Genesi della scelta en plein air
Come è possibile tale scempio nel cuore di Torino? Chi ha reso possibile la trasformazione del polmone verde della città in un paesello teatro della sagra del porcello fritto?
Facciamo un primo flash back: siamo ai primi di marzo, conferenza stampa affollatissima. La Città di Torino e la Regione Piemonte, nelle persone del fu Sindaco Fassino e del Presidente Chiamparino, espongono la scelta definitiva di concedere l’utilizzo della città al Compagno Carlin Petrini: la motivazione ufficiale è concedere a ogni cittadino torinese la possibilità di godersi la passeggiata del gusto in mezzo agli interminabili stand dei presidi alimentari del mondo. Megafono mediatico sparato al massimo volume, e via ad elogiare la Capitale del Turismo che dispensa il cibo “buono, etico e pulito” (torneremo più avanti su queste etichette) a tutta la popolazione. Tra l’altro gratis (naah, non ci cascate).

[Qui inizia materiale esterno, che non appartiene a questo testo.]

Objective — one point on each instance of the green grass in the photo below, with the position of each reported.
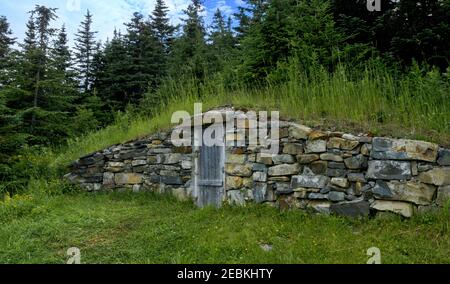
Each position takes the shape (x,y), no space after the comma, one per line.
(415,105)
(145,228)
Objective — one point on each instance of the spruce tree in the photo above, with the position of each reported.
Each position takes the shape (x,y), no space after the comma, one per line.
(160,23)
(6,42)
(222,40)
(84,52)
(190,51)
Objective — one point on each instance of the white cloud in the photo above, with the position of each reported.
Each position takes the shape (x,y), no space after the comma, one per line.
(107,14)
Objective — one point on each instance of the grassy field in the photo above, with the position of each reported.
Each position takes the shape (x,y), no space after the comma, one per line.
(42,223)
(144,228)
(415,105)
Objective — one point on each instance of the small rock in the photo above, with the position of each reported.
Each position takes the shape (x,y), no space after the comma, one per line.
(307,159)
(239,170)
(336,196)
(356,177)
(293,149)
(402,208)
(341,182)
(260,176)
(236,159)
(283,159)
(356,208)
(285,169)
(343,144)
(309,181)
(444,157)
(128,178)
(234,182)
(389,170)
(356,163)
(297,131)
(443,195)
(399,149)
(263,159)
(331,157)
(316,146)
(437,176)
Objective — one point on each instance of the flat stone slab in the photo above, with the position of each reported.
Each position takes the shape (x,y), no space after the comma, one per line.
(357,208)
(309,181)
(443,195)
(401,149)
(389,170)
(444,157)
(415,192)
(436,176)
(284,170)
(403,208)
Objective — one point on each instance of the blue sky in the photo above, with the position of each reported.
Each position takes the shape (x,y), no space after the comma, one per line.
(108,14)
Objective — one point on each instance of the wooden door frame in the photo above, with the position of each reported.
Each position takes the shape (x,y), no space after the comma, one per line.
(196,171)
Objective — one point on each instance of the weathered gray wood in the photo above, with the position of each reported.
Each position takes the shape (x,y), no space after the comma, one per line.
(210,179)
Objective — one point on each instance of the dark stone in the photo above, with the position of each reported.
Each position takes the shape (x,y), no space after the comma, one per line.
(389,170)
(97,178)
(357,208)
(356,163)
(336,196)
(336,173)
(283,189)
(318,168)
(335,165)
(171,180)
(444,157)
(260,192)
(381,190)
(356,177)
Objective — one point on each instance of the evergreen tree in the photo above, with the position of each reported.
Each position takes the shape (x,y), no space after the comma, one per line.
(222,40)
(84,52)
(160,23)
(6,41)
(190,51)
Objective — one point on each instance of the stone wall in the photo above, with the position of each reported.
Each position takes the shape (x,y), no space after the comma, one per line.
(328,172)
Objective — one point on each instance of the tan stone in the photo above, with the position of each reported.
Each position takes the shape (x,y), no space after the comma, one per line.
(403,208)
(317,135)
(341,182)
(343,144)
(262,159)
(443,195)
(236,159)
(436,176)
(284,170)
(293,149)
(308,158)
(128,178)
(297,131)
(331,157)
(239,170)
(400,149)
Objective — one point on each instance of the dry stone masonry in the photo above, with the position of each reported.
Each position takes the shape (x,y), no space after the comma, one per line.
(323,171)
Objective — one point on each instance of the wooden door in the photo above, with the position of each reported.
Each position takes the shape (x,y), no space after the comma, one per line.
(210,176)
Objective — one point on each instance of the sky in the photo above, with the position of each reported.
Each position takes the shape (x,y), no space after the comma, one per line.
(107,14)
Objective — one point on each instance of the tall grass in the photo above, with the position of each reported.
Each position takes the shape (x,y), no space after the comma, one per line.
(414,105)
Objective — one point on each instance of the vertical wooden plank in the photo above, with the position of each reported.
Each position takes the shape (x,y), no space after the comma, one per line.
(211,183)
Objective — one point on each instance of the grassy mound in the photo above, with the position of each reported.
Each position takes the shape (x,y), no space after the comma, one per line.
(415,105)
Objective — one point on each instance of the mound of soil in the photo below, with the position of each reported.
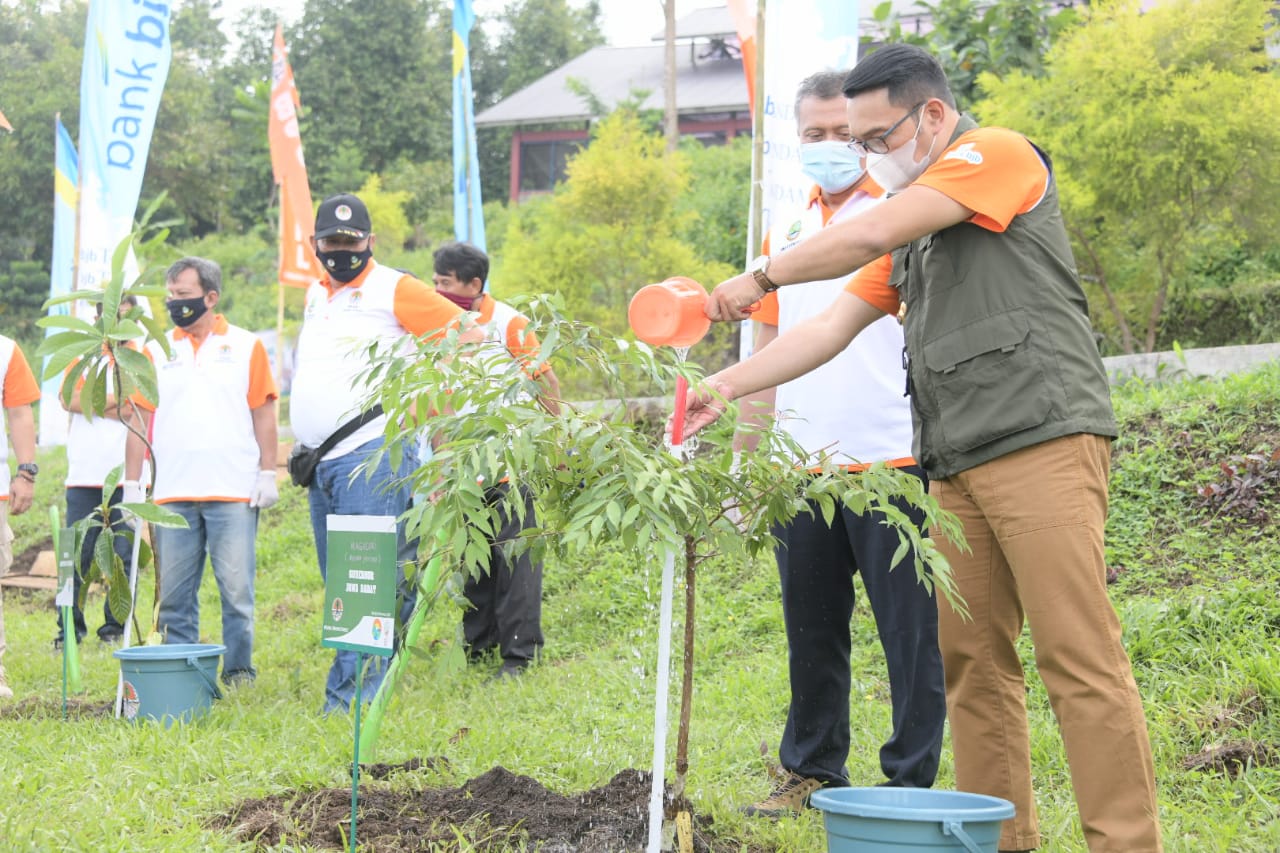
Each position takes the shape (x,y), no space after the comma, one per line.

Motivazione economica invece? Bisogna fare un ulteriore passo indietro, e mettere sotto i riflettori il rapporto Saloni torinesi - GL events - Lingotto degli ultimi anni, che già ha fatto recentemente naufragare il Salone del Libro di Torino alle soglie del suo trentesimo anniversario. Una lunga indagine della magistratura in merito a sospetta turbativa d’asta ha fatto emergere ciò che Sistema Torino già da tempo segnalò (post sulla pagina Facebook del 20 ottobre 2015 “GL events governerà il mondo”): prezzi d’affitto artificiosamente alti, vincita del bando di gara garantito per la multinazionale francese che gestisce il Lingotto, accordi clamorosamente svantaggiosi per il Comune e molto profittevoli per i cugini d’oltralpe (vedi mancata richiesta dell’utilizzo gratuito del Padiglione 5 da parte della passata Amministrazione o la concessione dello sfruttamento della parte commerciale per quel che riguarda il Salone del Libro), per giungere all' “apice mediatico” della  perquisizione in casa dell’ex Assessore per la Cultura Braccialarghe (1). Tutto questo per spiegare i costi fuori mercato dell’affitto del Lingotto, semplicemente insostenibili per Slow Food. Da qui deriva la richiesta di “soccorso rosso” di Petrini a Fassino e Chiamparino, prontamente accolta per un motivo molto semplice: i due enti pubblici locali piemontesi sono direttamente coinvolti nella gestione del Salone del Gusto stesso.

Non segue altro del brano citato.